Se puede entender que en determinada circunstancia histórica la atribución del Estado a hacer cumplir la Ley no se ejerza por atendibles razones políticas, para evitar males mayores o preservar la vida de los ciudadanos, pero esa prudencia no puede ser transformada en una práctica permanente que convalide la impunidad de los sectores privilegiados para bloquear las disposiciones que no les satisfacen.

Recientemente, cuando el Estado Nacional decidió la intervención de la empresa Vicentin, en medio de una situación delictiva de la que se conocen día a día más detalles escabrosos, se encontró con una especie de “pueblada” prefabricada por los dueños de la propia empresa, que impidió a las autoridades del Estado acceder a las instalaciones para comenzar las primeras tareas de salvaguarda del patrimonio público. Nuevamente, otra movilización furiosa en función de la defensa de una corporación que ha estafado a productores, trabajadores, bancos públicos y bancos extranjeros, recibió una bendición mediática como si encarnara el “bien común”. Otra vez el Estado actuó como si careciera de poder y los funcionarios se retiraron ante la indecisión de aplicar la Ley, aunque eso implicara ceder ante el poder movilizador de la delincuencia.

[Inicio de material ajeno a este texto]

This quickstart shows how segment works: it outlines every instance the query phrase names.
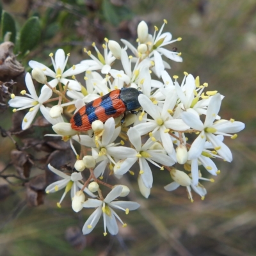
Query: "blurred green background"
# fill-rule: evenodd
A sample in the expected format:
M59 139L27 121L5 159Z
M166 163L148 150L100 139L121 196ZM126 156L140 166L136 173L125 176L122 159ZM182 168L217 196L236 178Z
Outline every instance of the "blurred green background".
M77 230L88 215L72 212L69 196L57 209L61 192L33 208L24 206L22 188L12 188L12 195L0 201L1 255L256 255L255 0L4 0L2 4L18 28L32 15L42 22L40 44L21 60L26 68L29 60L49 64L49 53L60 47L70 52L70 65L79 63L88 58L82 49L93 42L100 45L105 36L118 41L122 36L134 42L140 20L148 22L152 33L154 25L159 28L167 19L164 31L182 38L169 49L177 47L183 63L171 62L169 74L180 81L184 71L199 76L201 84L225 95L221 116L241 121L246 128L236 140L225 139L234 161L218 163L221 172L215 182L204 183L208 192L204 201L194 194L191 204L180 188L165 191L169 176L157 171L148 200L134 179L124 180L132 184L142 206L128 216L120 214L128 227L116 237L104 237L100 221L85 241ZM10 113L2 115L6 129ZM2 170L13 145L8 138L0 141Z

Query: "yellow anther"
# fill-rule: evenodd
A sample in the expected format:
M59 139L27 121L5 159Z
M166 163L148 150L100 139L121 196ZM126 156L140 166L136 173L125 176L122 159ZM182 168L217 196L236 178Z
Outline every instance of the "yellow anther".
M204 92L203 92L203 93L201 94L201 98L203 99L204 99L204 100L205 100L205 99L209 99L209 96L205 95L204 95Z
M134 175L134 172L132 172L132 171L129 171L129 172L131 175Z
M232 140L235 140L235 139L236 139L237 138L237 134L234 134L234 135L231 137L231 139L232 139Z
M208 91L208 92L206 92L206 94L209 96L213 96L213 95L215 95L215 94L216 94L217 92L218 92L218 91Z

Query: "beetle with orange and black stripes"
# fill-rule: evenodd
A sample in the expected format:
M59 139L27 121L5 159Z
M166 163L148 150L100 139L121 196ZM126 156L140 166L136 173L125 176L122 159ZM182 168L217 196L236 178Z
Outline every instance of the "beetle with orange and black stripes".
M106 122L115 118L126 111L136 113L141 106L138 97L141 92L134 88L114 90L82 107L70 119L71 127L78 131L92 129L92 124L97 120Z

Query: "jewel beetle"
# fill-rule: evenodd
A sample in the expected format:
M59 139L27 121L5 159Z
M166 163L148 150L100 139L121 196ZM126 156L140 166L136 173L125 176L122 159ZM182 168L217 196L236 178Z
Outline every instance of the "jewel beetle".
M141 93L141 92L131 87L114 90L82 107L71 118L71 127L73 130L85 131L92 129L92 124L95 120L104 122L125 111L136 113L135 109L141 107L138 100Z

Los casos de incapacidad pública para hacer cumplir la Ley se multiplican, y enferman a la sociedad. En el ámbito de la economía, la maniobras ilegales con el dólar que crean incertidumbre y malestar, las remarcaciones ilegales de precios que observamos todos los días, los desalojos que están prohibidos pero ocurren, son formas de anomia que perjudican a la mayoría de la sociedad y develan una inhibición de los diversos niveles institucionales para ejercer el poder legal.

 

La anomia se cura con Ley

Alguien, desorientado por una postura estrictamente legalista, podría preguntar por qué no ejercer entonces la violencia legal contra los movimientos sociales y laborales que reclaman por sus derechos en la calles, infringiendo alguna norma urbana.

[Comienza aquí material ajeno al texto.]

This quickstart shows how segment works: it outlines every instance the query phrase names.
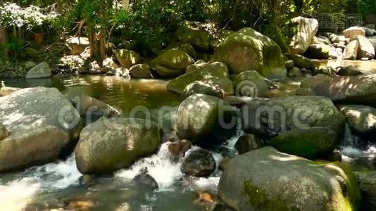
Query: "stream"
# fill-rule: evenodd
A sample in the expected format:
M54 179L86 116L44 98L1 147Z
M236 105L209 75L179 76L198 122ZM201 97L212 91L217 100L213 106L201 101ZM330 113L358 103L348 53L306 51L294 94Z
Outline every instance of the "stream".
M376 67L374 63L370 65ZM370 71L375 72L376 70ZM69 91L73 94L89 94L121 109L125 116L135 106L146 108L152 115L153 111L163 107L174 110L182 101L179 96L166 90L168 82L163 80L128 81L117 77L84 75L5 82L8 87L44 86L56 87L61 91L70 87ZM280 89L272 93L272 96L294 95L299 84L299 79L279 82ZM168 125L163 129L170 130L170 127ZM211 150L217 166L223 158L236 155L234 145L241 134L239 129L236 136ZM372 160L375 160L376 147L359 146L356 139L346 127L339 147L343 161L356 170L375 170L375 164ZM184 176L180 172L181 163L181 160L170 161L167 146L163 144L158 153L139 160L130 169L118 170L113 175L94 177L92 184L82 185L79 182L82 175L77 170L74 156L70 155L65 160L0 174L0 207L3 210L65 210L77 207L80 210L201 210L202 207L194 203L196 192L205 190L215 193L220 171L217 170L211 177L197 179ZM130 183L145 167L158 184L158 191Z

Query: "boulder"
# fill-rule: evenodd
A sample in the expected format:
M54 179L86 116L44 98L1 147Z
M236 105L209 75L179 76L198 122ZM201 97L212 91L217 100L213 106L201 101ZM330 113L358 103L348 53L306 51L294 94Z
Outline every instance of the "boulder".
M318 30L318 21L314 18L296 17L292 23L296 25L295 34L290 44L292 53L303 54L312 43Z
M278 45L251 28L229 35L217 46L211 60L225 63L235 74L255 70L268 79L286 77L284 60Z
M344 50L343 59L356 60L358 49L359 42L357 40L350 41Z
M215 160L204 149L194 149L185 156L182 164L182 172L197 177L208 177L215 171Z
M376 108L361 105L341 106L353 132L361 135L376 134Z
M269 96L269 86L266 79L255 70L245 71L234 80L235 94L237 96Z
M70 51L71 55L80 55L85 49L90 46L87 37L73 37L66 40L65 44Z
M168 50L151 61L151 66L163 77L183 75L187 67L194 63L192 57L177 49Z
M358 58L362 59L367 58L372 59L375 57L375 48L372 44L365 37L363 36L356 36L351 40L356 40L359 44L358 49Z
M80 114L55 88L23 89L0 98L0 123L10 135L0 141L0 172L54 161L78 137Z
M324 44L316 44L309 45L306 56L311 58L315 59L327 59L329 58L329 53L330 51L330 46Z
M327 127L337 134L344 128L345 118L330 99L315 96L288 96L242 108L243 127L246 132L263 140L280 135L292 129Z
M343 166L343 167L342 167ZM324 164L264 147L229 161L218 195L236 210L356 210L356 178L340 163Z
M177 27L175 35L178 41L189 44L197 51L206 51L209 49L209 32L200 29L200 23L185 21Z
M356 68L353 65L349 65L341 68L341 70L337 72L337 75L341 76L356 76L363 75L363 72L361 70Z
M270 146L282 153L314 159L332 153L340 136L325 127L295 128L270 140Z
M26 79L50 77L51 75L52 70L49 64L42 62L27 71Z
M186 74L170 81L167 84L167 89L182 94L185 87L195 81L209 78L228 78L229 77L227 67L220 62L207 63L200 66L196 65L195 68L191 68L192 70Z
M130 75L133 78L152 78L150 68L145 64L135 65L130 68Z
M364 202L363 210L376 210L376 171L365 171L355 172Z
M77 167L84 174L129 167L138 159L156 153L161 136L158 125L148 120L101 117L81 132L75 149Z
M351 27L344 30L343 33L346 38L353 38L358 35L365 36L365 31L360 27Z
M376 106L376 74L340 76L315 87L316 95L336 103Z
M132 51L117 49L113 51L113 53L120 65L125 68L130 68L141 60L139 54Z
M220 98L194 94L179 106L174 128L180 139L201 146L215 146L233 134L235 115L234 108Z
M295 67L299 68L304 68L310 70L315 70L315 65L308 58L298 54L287 53L286 56L294 61Z
M235 148L239 155L261 148L264 146L265 143L253 134L246 134L240 136L235 143Z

La respuesta es elemental: mientras los movimientos populares reclaman por derechos conculcados de facto por el funcionamiento de una economía excluyente, rentista y especulativa, lo que los movimientos violentos de derecha hacen es reclamar para cristalizar privilegios inadmisibles, despojar de derechos a otros ciudadanos o para retroceder en el ordenamiento social hacia una sociedad oligárquica y estratificada.

La furia desplegada por los sectores de derecha parecería ser un argumento suficiente para que se suspenda el orden legal y el Estado se abstenga de aplicar la Ley, por miedo a herir la sensibilidad delirante de los grupos movilizados, o a ser catalogado como “represivo” por la derecha comunicacional.

Pero el gobierno no puede aparecer intimidado por los medios de comunicación y los grupos civiles violentos que actúan en conjunción, simplemente porque estos no tienen límite y pueden empujar a un cuadro de ingobernabilidad. Debe comenzar a trazar una clara línea roja sobre lo que se puede y no se puede hacer en un sociedad civilizada.

Podría esperarse –sería lógico— que una parte de la oposición, desesperada por lo que comienza a conocerse de las irregularidades institucionales y económicas de su gestión, no vea otra alternativa que incitar a situaciones de alta conflictividad para tratar de eludir el rumbo de decadencia política en la que está sumergida. Eso no puede cambiarse.

Lo que sí conviene precisar es cómo se para el poder político frente a las manifestaciones de anomia, hoy protagonizadas por una derecha violenta, acostumbrada a la impunidad y amparada por la “opinión pública” formada por los medios opositores.

Esa revisión implica clarificar públicamente la diferencia abismal existente entre el ejercicio legítimo de la autoridad pública —que confiere la Constitución y las leyes—, con el inventado “autoritarismo oficial” por parte de quienes reclaman la inmovilidad de modelo social macrista.

Si la sociedad argentina fue capaz en su momento de comprender que las Fuerzas Armadas no tenían facultades legales para remover a ningún Presidente constitucional, también deberá comprender hoy que un Estado impotente para hacer cumplir la Ley no deja el vacío para ser llenado por la libertad de los individuos, sino por el autoritarismo al servicio de las corporaciones.